Euribor (12 months) ended April on a monthly average of 0.604, up 4.7 per cent on March and 14.4 per cent higher than the same time last year.
That’s the largest annualised increase in Euribor since January 2012, and only the second increase in 27 months. So it looks like the European Central Bank’s interventions to drive down interest rates have largely played out, with interbank base rates at a historical low of just 0.25 per cent.
The ECB has made it clear that interbank base rates will remain low for the foreseeable future, so nobody expects a sudden jump in Euribor. However, some analysts forecast a mild increase in Euribor over the coming months, to around 0.650 by August.
Last month’s increase in Euribor won’t be welcome new to Spain’s stretched borrowers, but it won’t have much of an impact on household budgets, amounting to around two euros a month more on a typical €150,000 mortgage.

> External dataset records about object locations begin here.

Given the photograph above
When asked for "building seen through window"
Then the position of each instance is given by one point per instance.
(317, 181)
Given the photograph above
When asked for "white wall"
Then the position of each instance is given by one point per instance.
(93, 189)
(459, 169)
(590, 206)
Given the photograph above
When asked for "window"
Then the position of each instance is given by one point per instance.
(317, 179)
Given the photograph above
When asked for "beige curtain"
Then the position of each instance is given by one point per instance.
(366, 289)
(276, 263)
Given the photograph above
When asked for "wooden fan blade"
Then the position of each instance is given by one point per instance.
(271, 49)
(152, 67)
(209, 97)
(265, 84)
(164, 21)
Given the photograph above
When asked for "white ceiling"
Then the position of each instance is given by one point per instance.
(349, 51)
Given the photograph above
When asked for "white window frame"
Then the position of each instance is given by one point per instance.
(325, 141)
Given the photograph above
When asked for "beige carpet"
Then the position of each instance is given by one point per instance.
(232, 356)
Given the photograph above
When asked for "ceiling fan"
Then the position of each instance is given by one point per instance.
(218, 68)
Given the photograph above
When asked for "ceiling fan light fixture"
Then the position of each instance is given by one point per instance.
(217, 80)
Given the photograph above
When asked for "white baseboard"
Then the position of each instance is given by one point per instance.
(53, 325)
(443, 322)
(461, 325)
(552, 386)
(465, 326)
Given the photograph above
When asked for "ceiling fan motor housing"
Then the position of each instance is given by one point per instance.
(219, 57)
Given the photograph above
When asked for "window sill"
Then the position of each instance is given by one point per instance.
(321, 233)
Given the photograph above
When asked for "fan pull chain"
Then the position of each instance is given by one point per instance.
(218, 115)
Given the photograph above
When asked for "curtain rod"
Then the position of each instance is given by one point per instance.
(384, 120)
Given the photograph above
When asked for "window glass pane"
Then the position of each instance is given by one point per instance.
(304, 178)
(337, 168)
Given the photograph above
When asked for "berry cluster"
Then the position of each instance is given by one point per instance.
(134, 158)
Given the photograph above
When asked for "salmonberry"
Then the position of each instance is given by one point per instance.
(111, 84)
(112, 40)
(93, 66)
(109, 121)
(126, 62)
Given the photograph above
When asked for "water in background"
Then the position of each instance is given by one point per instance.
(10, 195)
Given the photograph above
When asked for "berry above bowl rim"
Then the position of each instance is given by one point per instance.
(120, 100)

Euribor last peaked in July 2008 at 5.393 per cent, so we are still a long way from a situation of normal base rates, let alone high rates. Artificially low base rates have a habit of stoking up housing bubbles, as some argue is happening once again in the UK.
Spanish Mortgage Lending Implosion Continues
It doesn’t seem to matter what happens to the price of money in Spain, mortgage lending carries on imploding. New mortgage lending on residential homes in February fell an annualised 33 per cent to 16,420 in volume terms, and 1.1 per cent by average mortgage value, to €102,443, all according to the latest figures from the National Institute of Statistics.
Strangely, February’s new mortgage lending surged in Madrid and the Basque Country whilst falling everywhere else.
The overall drop in new mortgage lending has a lot to do with the artificial collapse in homes sales at the start of this year, brought about by fiscal distortions, as explained in this article: Fiscal Distortions Behind February Plunge in Home Sales. There will probably be an artificial surge in new mortgage lending in the coming months, as fiscal distortions wear off.